Investigation of the chronic inflammatory mechanisms and development of a new therapeutic strategy in Retinitis Pigmentosa

2016 Fiscal Year Final Research Report

• Project/Area Number: 26861455
• Research Category: Grant-in-Aid for Young Scientists (B)
• Allocation Type: Multi-year Fund
• Research Field: Ophthalmology
• Research Institution: Kyushu University
• Principal Investigator: Yoshida Noriko 九州大学, 医学研究院, 共同研究員 (70725853)
• Project Period (FY): 2014-04-01 – 2017-03-31
• Keywords: 慢性炎症

Outline of Final Research Achievements

Microglial activation and the consequent chronic inflammation have been implicated in the pathogenesis of Retinitis Pigmentosa (RP).
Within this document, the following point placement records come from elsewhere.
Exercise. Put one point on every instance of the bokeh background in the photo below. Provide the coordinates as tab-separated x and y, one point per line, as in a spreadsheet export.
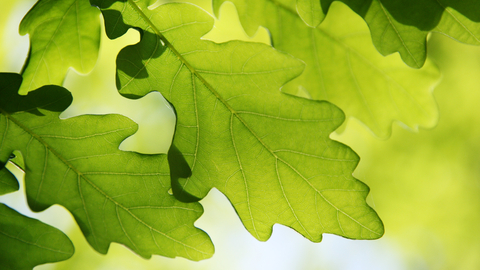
425	185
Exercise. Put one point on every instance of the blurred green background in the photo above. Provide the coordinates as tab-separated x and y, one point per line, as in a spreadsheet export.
425	185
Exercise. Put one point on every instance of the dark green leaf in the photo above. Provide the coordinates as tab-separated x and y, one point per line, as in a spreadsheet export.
63	34
27	242
115	196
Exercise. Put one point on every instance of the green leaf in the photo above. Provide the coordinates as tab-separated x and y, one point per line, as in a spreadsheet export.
343	67
267	151
63	34
8	182
403	26
311	12
27	242
115	196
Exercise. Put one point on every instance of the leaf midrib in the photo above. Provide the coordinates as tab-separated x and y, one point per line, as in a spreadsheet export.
82	175
196	73
234	112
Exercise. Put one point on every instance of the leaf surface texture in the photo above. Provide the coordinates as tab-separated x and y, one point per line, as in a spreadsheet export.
63	34
267	151
114	196
403	26
27	242
343	67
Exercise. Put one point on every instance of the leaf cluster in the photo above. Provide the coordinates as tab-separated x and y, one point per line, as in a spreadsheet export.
267	150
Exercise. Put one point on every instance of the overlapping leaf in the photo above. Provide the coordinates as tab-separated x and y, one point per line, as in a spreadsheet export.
403	26
343	67
115	196
267	151
27	242
63	34
8	182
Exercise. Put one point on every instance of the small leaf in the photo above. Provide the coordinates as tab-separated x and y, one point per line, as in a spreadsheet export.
115	196
343	67
403	26
27	242
63	34
267	151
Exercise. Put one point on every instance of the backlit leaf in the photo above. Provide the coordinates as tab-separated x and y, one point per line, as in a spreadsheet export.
403	26
115	196
343	67
63	34
267	151
27	242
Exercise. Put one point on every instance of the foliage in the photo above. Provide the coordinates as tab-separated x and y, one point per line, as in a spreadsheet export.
267	150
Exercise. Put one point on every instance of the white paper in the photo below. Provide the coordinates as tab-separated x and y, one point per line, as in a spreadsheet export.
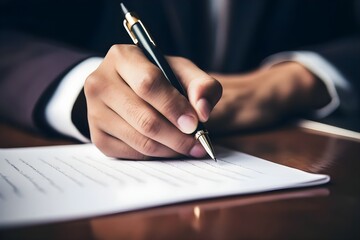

Microglial cells differentiate into "pro-inflammatory (M1)" or "anti-inflammatory (M2)" subsets depending on surrounding microenviromental factors. In this study, we investigated the level and localization of each microglial subset in the degenerating retina, using rd10 mice, a mouse model of RP. We found that the level of M1 markers was significantly　increased compared to M2 markers in the retina of rd10 mice, and the level of each macrophage markers was gradually decreased during retinal degeneration. Furthermore, we investigated the neuroprotective effect of statin that promotes the microglial differentiation into M2 phenotype.

Free Research Field

網膜

Academic Significance and Societal Importance of the Research Achievements

網膜色素変性（RP）は有効な治療法が確立されていない遺伝性の網膜変性疾患である。我々は、原因遺伝子に依存しないRPに共通した病態として、慢性炎症の網膜変性への関与を報告してきた。本研究では、RPモデルマウス網膜では炎症促進型マクロファージが活性化しており、網膜変性早期における網膜の慢性炎症の誘導に関与している可能性を明らかにした。また、抗炎症作用などの多面的効果を有するピタバスタチンをRPモデルマウスに投与して網膜マクロファージ活性化の抑制や視細胞保護効果を検証し、新たな治療薬としての可能性を確認した。